This is a one storied home with five bedrooms one of which is a staff bedroom and four of which are resident bedrooms, three bathrooms, and one attached two car garage. LPA observed the facility kitchen to be clean and free of debris. LPA observed a microwave, gas stove, and dishwasher that were all tested and tested operational. Refrigerator was observed to have sufficient food for a two day supply of perishable food and a 7 day supply of non-perishable food was observed to be in the garage with sufficient emergency water.

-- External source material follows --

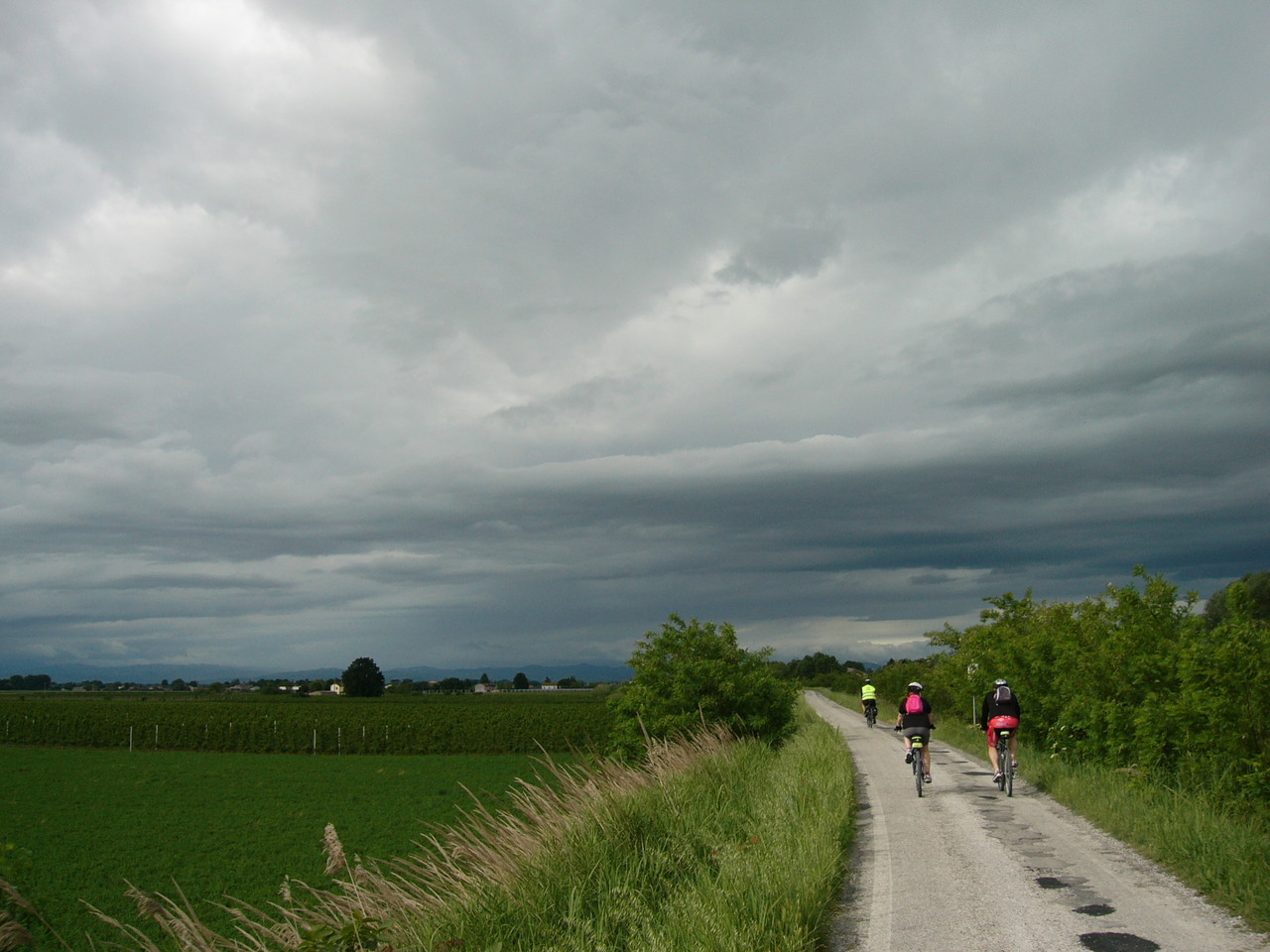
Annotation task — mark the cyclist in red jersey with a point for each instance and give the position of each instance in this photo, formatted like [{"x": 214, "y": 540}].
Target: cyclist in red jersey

Resident's were observed to be in common areas watching television and in their respective private areas resting. Resident bedrooms were observed to have the required furnishings such as a lamp, chest drawers, bed, screened windows, a chair, and linens that are in good repair, meaning no strains or tears. Smoke detectors and carbon monoxide detectors were observed to be operational. Fire extinguisher was observed to be fully charged however did not have a fire tag on it. Resident restrooms were observed to be clean and free of mildew and debris. Water faucet and toilets tested operational, and water temperature tested at 106.7 degrees F-108.3 degrees F. Resident Showers were observed to have functional grab bars and slip resistant matts.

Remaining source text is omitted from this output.